I bet Jackie could train Roo to dance -- or maybe Leslie could train Soda.

I know that I don't have the skills -- but maybe my girls do. 

Claire -- thanks for posting -- made my day.


----------



## silverhaven (Sep 6, 2009)

Wow!!!!!!!!! that is unreal, such a stunning coat and the crossing paws had me laughing out loud so much so Lola jumped up all excited, barked and ran to see if someone was at the door LOL


----------



## newlywedat50 (May 17, 2012)

OMG when she was crossing her paws over and over that was just SO cute. What a great routine! I just emailed the link to my husband with the subject line "Our new hobby!"


----------



## Lacie's Mom (Oct 11, 2006)

There are several more of the same dog (and trainer). This is another one of my favs with them doing another routine.

https://www.youtube.com/watch?v=yZm9_TYKwX8&feature=relmfu


----------



## maltese#1fan (Feb 20, 2012)

Thank you for posting that. It was wonderful. Put a smile on my face.


----------



## lmillette (Apr 23, 2012)

That is so AMAZING!! What a smart boy!! And so very handsome!! I love it when he is laying down and tossing his front paws in the air, every other paw. So precious! :wub:


----------



## LuvMyBoys (Jan 2, 2012)

That was fantastic!


----------



## maggieh (Dec 16, 2007)

That definitely brought a smile to my face!


----------



## TLR (Nov 13, 2011)

Loved watching this, thanks!!!


----------



## The A Team (Dec 1, 2005)

:blush::blush: First, I gotta confess...I tried to open that first link several times:blush:

Then finally scrolled down to your second post.....:HistericalSmiley: duh.....


So well worth the wait! I'm grinning from ear to ear!!! My favorite part was when he/she was crossing his feet back and forth! :wub::aktion033:


----------



## revakb2 (Sep 8, 2006)

What a smart dog and trainer. I loved it.


----------



## cynthia's (Dec 30, 2011)

That takes alot of training and looks like the dog is having a wonderful time too! That is just great to see the joy between the two of them!!


----------



## Maidto2Maltese (Oct 19, 2004)

Awesome!!!...loved, loved, loved it!!! :aktion033:


----------



## Snowbody (Jan 3, 2009)

I had seen this before a while back. Just love it and made me smile all over again.


----------



## educ8m (May 19, 2010)

Oh my gosh. That is amazing. :chili:It makes you realize just how much these little ones are capable of learning. I'm inspired. I think I'll try to teach mine how to weave through my legs!

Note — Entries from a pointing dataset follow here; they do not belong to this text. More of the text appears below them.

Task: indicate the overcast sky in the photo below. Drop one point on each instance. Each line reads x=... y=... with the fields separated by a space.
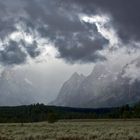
x=55 y=38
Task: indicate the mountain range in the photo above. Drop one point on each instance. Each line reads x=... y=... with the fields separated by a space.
x=101 y=88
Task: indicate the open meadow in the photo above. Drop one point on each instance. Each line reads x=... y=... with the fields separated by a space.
x=73 y=130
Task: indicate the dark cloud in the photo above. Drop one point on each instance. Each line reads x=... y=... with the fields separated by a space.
x=64 y=28
x=12 y=54
x=125 y=14
x=58 y=21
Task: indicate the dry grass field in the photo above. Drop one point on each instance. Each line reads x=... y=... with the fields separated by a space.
x=73 y=130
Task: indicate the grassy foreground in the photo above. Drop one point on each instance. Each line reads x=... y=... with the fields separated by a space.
x=73 y=130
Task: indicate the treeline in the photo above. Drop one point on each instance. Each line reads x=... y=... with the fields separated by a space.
x=41 y=112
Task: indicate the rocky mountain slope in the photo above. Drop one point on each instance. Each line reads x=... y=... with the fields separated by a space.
x=102 y=88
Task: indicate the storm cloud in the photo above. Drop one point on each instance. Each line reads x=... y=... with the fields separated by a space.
x=61 y=24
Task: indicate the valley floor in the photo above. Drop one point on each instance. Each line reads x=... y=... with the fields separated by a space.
x=73 y=130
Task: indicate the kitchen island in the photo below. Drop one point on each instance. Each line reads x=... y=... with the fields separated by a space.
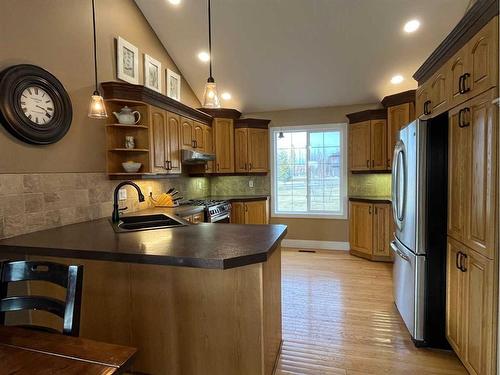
x=199 y=299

The thing is that I *know *how much mine enjoy it when we work on skills, I find myself making excuses...:brownbag:


----------



## lydiatug (Feb 21, 2012)

Awesome! Thanks so much for sharing : )


----------



## MaxisMommie (Jul 30, 2012)

*Wow, that was super impressive!*


----------



## michellerobison (Dec 17, 2009)

That was the coolest!


----------



## michellerobison (Dec 17, 2009)

https://www.youtube.com/watch?feature=endscreen&v=tFfKzxOCpQk&NR=1

Here's another one...


----------



## aprilb (Jul 9, 2010)

Thanks so much for posting this-I'm totally amazed!!! Love, love, love it!!:wub::wub:


----------